Different instructional activities are needed for acquiring driving competence
in each of the three domains. Similarly, when testing the competence of
drivers, all three domains must be assessed by suitable and valid quiz items
(James & Nahl, 1988).
Driving
is a complex of behaviors acting together as cultural norms transmitted by
parents, other adults, books, movies, TV. Driving inherently involves taking
risks, making errors, and losing emotional self-control. Drivers need training
in risk taking, error recovery, and emotional control under emergency or
provocation conditions. Driving norms exist in three domains: affective,
cognitive, and sensorimotor.
The
primary affective driving norms are:
·
Valuing territoriality, dominance, and competition as a
desirable driving style
·
Condoning intolerance of diversity (in needs and
competencies of other drivers)
·
Supporting retribution ethics (or vigilante motives with
desire to punish or amend)
·
Social acceptance of impulsivity and risk taking in driving
·
Condoning aggressiveness, disrespect, and the expression of
hostility
These affective norms
are negative and anti-social. Socio-cultural methods must be used to reduce the
attractiveness of these aggressive norms and to increase the attractiveness of
positive and cooperative driver roles.
The
primary cognitive driving norms are:
·
Inaccurate risk assessment
·
Biased and self-serving explanations of driving incidents
·
Lack of emotional intelligence as a driver (Goleman, 1986)
·
Low or underdeveloped level of moral involvement
(dissociation and egotism)
These cognitive norms
are inaccurate and inadequate. Self-training and self-improvement techniques
must be taught so that drivers can better manage risk and regulate their own
emotional behavior.
The
primary sensorimotor driving norms are:
·
Automatized habits (unselfconscious or unaware of one’s
style and risk habits)
·
Errors of perception (e.g., distance, speed, initiating
wrong action)
·
Lapses (in attention or performance due to fatigue,
sleepiness, pain, drugs, boredom, inadequate training or preparation)
These sensorimotor
norms are inadequate and immature. Lifelong driver self-improvement exercises
are necessary to reach more competent habits of driving.
Obtaining
a driver’s license cannot be considered the end of driver training. Continued
driver training in the form of guided lifelong self-improvement activities is
essential for acquiring new skills. New skills are needed as driving gets more
complex:
·
Multi-tasking
·
Reading maps on screens
·
Using computers
·
Note taking
·
Talking on phone
·
Allocating adequate driving time
·
Coping with hostility
The new driving norms
that socio-cultural methods create will be spontaneously adopted by the current
generation of children. Individualistic and competitive expectations lead
drivers to be aggressive and hostile towards other road users. This aggressive
frame of mind can generalize to other interactive settings such as the
workplace and the family, creating higher stress and greater conflict.
Similarly, the more supportive expectations can be expected to generalize to
other social settings, creating less stress and conflict, and more satisfaction
and calm. Thus, driving psychology is also a health-enhancing practice.
The enormous driving
challenge that is facing our society today can become an opportunity for
strengthening the community and evolving more humane and compassionate
relations. Instead of mutual antagonism, we can express mutual support.

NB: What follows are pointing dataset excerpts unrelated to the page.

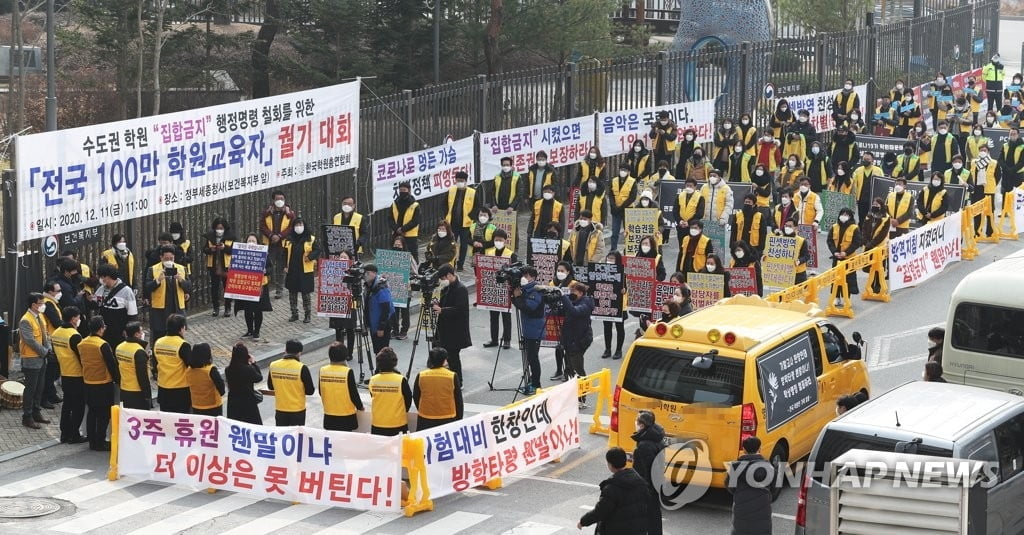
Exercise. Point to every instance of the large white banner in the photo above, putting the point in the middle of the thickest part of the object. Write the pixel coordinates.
(105, 173)
(566, 142)
(924, 252)
(480, 448)
(617, 130)
(429, 172)
(820, 107)
(304, 464)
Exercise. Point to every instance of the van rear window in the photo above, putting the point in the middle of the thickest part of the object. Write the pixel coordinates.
(666, 374)
(993, 330)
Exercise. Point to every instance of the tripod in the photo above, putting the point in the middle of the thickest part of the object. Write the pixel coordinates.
(426, 323)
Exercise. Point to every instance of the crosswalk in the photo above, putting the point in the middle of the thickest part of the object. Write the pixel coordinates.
(134, 506)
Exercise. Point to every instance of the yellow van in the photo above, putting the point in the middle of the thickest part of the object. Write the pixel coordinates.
(743, 367)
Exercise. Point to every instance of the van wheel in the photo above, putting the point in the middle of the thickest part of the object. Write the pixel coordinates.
(779, 458)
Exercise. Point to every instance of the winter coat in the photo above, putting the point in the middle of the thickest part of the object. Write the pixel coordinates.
(751, 484)
(623, 506)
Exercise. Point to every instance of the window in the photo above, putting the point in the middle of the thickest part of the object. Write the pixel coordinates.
(988, 329)
(667, 374)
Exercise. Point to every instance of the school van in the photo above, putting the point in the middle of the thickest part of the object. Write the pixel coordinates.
(743, 367)
(925, 418)
(984, 344)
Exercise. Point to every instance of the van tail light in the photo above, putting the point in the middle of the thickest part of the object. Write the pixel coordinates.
(614, 409)
(802, 501)
(748, 423)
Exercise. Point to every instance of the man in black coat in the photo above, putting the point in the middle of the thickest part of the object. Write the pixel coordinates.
(623, 506)
(453, 318)
(751, 481)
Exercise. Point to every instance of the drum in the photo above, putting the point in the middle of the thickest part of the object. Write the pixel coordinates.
(10, 395)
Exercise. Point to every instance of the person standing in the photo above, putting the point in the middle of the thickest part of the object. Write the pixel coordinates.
(168, 289)
(453, 320)
(301, 251)
(437, 393)
(242, 375)
(66, 339)
(751, 480)
(291, 382)
(530, 303)
(462, 205)
(339, 391)
(404, 219)
(622, 509)
(133, 365)
(99, 372)
(172, 354)
(34, 346)
(391, 397)
(206, 385)
(275, 225)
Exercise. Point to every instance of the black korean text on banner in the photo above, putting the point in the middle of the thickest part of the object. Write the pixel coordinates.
(606, 285)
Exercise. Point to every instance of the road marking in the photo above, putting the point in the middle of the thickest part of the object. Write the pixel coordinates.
(196, 516)
(43, 480)
(454, 523)
(278, 520)
(123, 510)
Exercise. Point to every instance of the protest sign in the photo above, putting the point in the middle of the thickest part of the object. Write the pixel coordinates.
(640, 222)
(245, 276)
(429, 172)
(706, 288)
(338, 239)
(919, 255)
(395, 268)
(334, 297)
(742, 281)
(491, 294)
(606, 284)
(502, 443)
(108, 173)
(778, 271)
(641, 274)
(354, 470)
(617, 130)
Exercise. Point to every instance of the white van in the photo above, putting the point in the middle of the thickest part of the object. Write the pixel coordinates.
(984, 343)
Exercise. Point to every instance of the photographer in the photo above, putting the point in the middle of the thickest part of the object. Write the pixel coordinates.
(453, 319)
(529, 301)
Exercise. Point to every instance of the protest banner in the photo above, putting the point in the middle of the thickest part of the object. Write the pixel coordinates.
(641, 222)
(706, 288)
(742, 281)
(566, 142)
(334, 297)
(811, 238)
(245, 275)
(544, 256)
(472, 451)
(429, 172)
(507, 221)
(338, 239)
(395, 268)
(491, 294)
(354, 470)
(778, 271)
(108, 173)
(919, 255)
(606, 285)
(641, 274)
(617, 130)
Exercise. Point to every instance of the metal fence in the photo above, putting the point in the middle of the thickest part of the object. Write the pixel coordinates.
(911, 50)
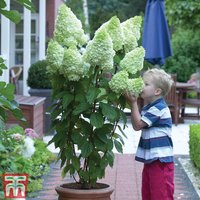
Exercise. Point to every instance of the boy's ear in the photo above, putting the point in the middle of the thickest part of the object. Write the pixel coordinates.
(158, 91)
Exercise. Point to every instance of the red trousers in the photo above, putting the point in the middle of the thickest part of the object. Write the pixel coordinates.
(158, 181)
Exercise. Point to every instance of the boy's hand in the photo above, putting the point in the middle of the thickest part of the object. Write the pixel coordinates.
(130, 98)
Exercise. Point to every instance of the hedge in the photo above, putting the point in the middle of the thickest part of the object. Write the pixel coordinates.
(194, 144)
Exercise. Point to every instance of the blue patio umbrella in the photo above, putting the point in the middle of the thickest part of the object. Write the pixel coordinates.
(156, 39)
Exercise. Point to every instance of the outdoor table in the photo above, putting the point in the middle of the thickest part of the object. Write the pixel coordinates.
(182, 89)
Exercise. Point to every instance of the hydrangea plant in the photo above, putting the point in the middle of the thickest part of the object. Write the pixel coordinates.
(89, 105)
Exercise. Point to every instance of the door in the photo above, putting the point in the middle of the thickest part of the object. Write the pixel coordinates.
(17, 41)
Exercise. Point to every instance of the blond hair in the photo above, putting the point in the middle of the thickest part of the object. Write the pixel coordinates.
(160, 79)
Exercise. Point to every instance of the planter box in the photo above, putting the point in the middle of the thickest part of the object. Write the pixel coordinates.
(47, 93)
(33, 111)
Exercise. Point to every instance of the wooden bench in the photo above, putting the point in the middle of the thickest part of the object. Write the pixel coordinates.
(32, 108)
(193, 103)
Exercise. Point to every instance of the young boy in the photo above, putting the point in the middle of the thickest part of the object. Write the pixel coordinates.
(155, 148)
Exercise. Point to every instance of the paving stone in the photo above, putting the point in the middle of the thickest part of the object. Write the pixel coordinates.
(125, 177)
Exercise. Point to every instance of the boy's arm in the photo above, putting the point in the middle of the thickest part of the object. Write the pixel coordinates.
(137, 122)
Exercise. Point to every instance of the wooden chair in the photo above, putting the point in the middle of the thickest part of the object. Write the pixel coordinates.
(172, 101)
(193, 102)
(15, 73)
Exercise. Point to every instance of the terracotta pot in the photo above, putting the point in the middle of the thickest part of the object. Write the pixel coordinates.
(66, 193)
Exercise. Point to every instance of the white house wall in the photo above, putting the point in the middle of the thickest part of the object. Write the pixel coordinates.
(42, 29)
(5, 43)
(27, 48)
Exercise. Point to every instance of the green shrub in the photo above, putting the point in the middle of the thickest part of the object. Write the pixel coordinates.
(37, 75)
(194, 144)
(12, 160)
(186, 51)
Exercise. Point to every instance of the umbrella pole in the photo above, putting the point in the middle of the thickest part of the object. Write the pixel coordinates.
(157, 66)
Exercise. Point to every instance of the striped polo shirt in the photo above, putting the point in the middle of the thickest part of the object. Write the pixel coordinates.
(155, 141)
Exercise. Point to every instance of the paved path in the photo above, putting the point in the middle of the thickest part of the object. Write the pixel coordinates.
(125, 177)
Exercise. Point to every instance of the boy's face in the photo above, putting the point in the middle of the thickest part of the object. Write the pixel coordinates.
(150, 91)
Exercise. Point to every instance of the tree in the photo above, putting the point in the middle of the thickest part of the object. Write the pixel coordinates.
(185, 13)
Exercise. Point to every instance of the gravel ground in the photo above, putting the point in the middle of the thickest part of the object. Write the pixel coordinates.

Supportive driving styles can help us make peace on our highways, streets and
parking lots. We must, or else we will see an increase of hostile behavior in
public places, such as parking lot rage, pedestrian rage, bicyclists rage, air
rage, sports rage, neighbor rage, and so on. Let's not go that
route! And yet more and more people will be tempted to slide into these
dangerous forms of behavior due to social imitation and emotional contagion.